I think maybe that’s the type of almsgiving Jesus is asking of us. Sell our possessions and destroy the systems that keep people poor; and we have to destroy the barriers that we create whether they are physical barriers like “the other side of the tracks” or the barriers of fear that we all have when it comes to putting ourselves in the places where Jesus’ people are. Dorothy Day, who began the Catholic Worker houses has this to say:
“To feed the hungry, clothe the naked and shelter the harborless without also trying to change the social order so that people can feed, clothe, and shelter themselves is just to apply palliatives, It is to show a lack of faith in one’s fellows, their responsibilities as children of God, heirs to the kingdom”

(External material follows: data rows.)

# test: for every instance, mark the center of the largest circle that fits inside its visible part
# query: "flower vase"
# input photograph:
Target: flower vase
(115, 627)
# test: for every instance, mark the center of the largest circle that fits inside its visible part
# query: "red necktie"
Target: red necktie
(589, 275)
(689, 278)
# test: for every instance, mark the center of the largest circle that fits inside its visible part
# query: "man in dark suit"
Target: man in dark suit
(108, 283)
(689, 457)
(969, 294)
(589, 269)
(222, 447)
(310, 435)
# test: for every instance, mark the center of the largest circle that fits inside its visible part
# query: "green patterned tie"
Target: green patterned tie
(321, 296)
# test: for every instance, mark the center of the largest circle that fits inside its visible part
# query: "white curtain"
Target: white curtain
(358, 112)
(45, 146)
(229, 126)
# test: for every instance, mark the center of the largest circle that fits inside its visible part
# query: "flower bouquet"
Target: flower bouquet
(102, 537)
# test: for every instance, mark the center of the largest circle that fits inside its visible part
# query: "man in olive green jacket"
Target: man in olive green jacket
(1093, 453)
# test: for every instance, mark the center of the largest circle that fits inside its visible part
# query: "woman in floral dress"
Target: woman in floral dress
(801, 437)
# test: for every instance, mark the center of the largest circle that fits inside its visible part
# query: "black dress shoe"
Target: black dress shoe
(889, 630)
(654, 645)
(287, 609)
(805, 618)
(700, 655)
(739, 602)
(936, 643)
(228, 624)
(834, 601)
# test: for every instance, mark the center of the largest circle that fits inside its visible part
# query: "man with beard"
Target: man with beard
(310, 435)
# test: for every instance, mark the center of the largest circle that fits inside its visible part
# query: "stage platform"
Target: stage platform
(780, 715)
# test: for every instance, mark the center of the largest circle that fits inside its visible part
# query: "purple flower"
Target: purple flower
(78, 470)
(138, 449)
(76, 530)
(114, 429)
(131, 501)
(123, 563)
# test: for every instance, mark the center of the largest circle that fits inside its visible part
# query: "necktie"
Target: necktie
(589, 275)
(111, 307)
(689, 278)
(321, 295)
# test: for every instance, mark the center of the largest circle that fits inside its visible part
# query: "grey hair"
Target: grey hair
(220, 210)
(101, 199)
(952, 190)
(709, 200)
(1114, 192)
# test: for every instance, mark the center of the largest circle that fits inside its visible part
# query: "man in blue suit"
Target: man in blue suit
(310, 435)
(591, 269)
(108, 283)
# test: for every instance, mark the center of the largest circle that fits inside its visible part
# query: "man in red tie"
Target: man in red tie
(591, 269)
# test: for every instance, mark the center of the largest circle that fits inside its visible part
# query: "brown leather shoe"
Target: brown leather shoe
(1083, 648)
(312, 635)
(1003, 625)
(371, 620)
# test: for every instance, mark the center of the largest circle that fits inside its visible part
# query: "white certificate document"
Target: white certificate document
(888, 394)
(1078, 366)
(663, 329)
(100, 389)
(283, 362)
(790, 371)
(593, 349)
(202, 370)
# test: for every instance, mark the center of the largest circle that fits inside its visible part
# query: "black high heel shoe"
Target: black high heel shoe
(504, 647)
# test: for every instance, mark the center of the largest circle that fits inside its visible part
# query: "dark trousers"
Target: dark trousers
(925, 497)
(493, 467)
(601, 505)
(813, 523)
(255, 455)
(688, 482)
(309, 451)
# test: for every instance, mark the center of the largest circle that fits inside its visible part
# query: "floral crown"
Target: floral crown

Be dressed for action, beloved. Jesus is indeed coming back and I pray that he finds us busy at kingdom work. May we all act in love and not in fear so that we might see God’s beloved children more clearly. May we live simpler lives so that we have more resources to put into the kingdom of God. When the thief comes, may he steal from us the things that keep us blind to the needs of others, and blind to the presence of Jesus in those others. And, while we are at it, let us pray with all our hearts and minds that we will help to bring about a kingdom where there are no “others”, only the beloved children of God.